Indoor lights for Cannabis grow: LED vs Bulbs

04 April 2023
For new growers it can be easy to get lost with the different light fixtures. How can you decide on the best one?
04 April 2023
36 min read
Indoor lights for Cannabis grow: LED vs Bulbs

Read more
  • 1. Cannabis and lighting
  • 1. a. Fluorescent bulbs (cfl)
  • 1. b. High-intensity discharge bulbs (hid)
  • 1. c. Led panels
  • 1. d. Some extra tips for lighting considerations
  • 2. Cannabis lighting frequently asked questions
  • 3. The wrap-up

When it comes to indoor feminized seeds cultivation, lighting is right at the top of the list of the most important elements. Providing the correct spectrum of light at the right intensity can truly be the difference between the types of yield and potency we all dream of. But with so many options out there, and the technology seemingly progressing at, excuse the terrible pun, lightspeed - how is a new grower supposed to know what the best option is for their particular indoor grow area?

There is a range of options out there, each with its own set of pros and cons. From high-end, tuneable LED panels to budget CFL options - and everything in between - deciding on the best option for your indoor grow space can be just slightly daunting for novice growers, to say the very least. There are a bunch of considerations to mull over, so before dropping your hard-earned cash on the wrong option, join us as we go over everything there is to think about when looking for the best indoor light fixture for your grow room or tent (or closet, or anywhere else really)!

1. Cannabis and Lighting

Before we dive into all the technical mumbo-jumbo, let's have a quick chat about how cannabis plants use the light you are going to provide to them, and how the timing of the light schedule affects plant development.

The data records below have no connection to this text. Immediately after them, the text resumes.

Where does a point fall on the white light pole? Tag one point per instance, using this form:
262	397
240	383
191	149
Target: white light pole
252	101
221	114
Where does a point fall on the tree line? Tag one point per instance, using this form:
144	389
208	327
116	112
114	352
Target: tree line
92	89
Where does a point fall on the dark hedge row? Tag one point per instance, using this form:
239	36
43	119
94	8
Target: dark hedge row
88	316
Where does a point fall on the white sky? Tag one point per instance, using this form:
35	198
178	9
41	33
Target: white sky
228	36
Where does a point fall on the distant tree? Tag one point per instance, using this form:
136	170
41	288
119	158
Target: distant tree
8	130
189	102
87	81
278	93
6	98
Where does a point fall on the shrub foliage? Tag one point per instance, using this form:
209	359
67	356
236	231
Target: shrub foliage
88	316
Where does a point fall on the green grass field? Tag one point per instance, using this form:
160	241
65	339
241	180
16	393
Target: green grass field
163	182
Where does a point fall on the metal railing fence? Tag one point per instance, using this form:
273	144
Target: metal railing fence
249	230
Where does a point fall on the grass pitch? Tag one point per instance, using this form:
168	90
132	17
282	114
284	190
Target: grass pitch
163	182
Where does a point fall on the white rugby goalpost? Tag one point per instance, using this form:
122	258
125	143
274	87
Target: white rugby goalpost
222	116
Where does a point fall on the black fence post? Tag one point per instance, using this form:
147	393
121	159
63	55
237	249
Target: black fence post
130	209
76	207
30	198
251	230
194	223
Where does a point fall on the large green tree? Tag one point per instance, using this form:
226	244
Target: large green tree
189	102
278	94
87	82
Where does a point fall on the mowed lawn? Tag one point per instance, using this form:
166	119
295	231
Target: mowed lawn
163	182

There are two main types of strain types that you will on the market. No, not Sativa and Indica. We are talking about the photoperiodic and autoflowering split. Most growers out there know the difference between the two, but let's break it down quickly for the uninitiated among us. All strain options, no matter whether they are photos or autos, go through a couple of distinct growth stages. These are:


  • The Germination Stage - when the seed sprouts and the tap root breaks free of its woody prison. This takes around 1 to 4 days.
  • The Seedling Stage - when the plant begins to grow shoots and leaves. A cannabis plant is considered to be a seedling until its second set of true leaves emerges. This stage usually takes around a week or so.
  • The Vegetative Stage - when the plant begins to really starts to put on size. The vegetative growth stage is the first main stage of plant development, where the plant structure is formed and the cannabis plant is ready for the transition into flowering.
  • The Flowering Stage - when the cannabis plant enters reproductive maturity, producing those dank, stanky buds that we all know and love.

Photoperiod Strains

As the name may suggest, the growth stage that of photoperiodic strains is decided on by the timing of the lighting cycle. When growing indoors, cultivators have total control of the growth stage by controlling the lighting schedule.


Indoor lights for cannabis grow: photoperiod plants

Photoperiod plants require a 18/6 light cycle before switching to 12/12 for the flowering stage.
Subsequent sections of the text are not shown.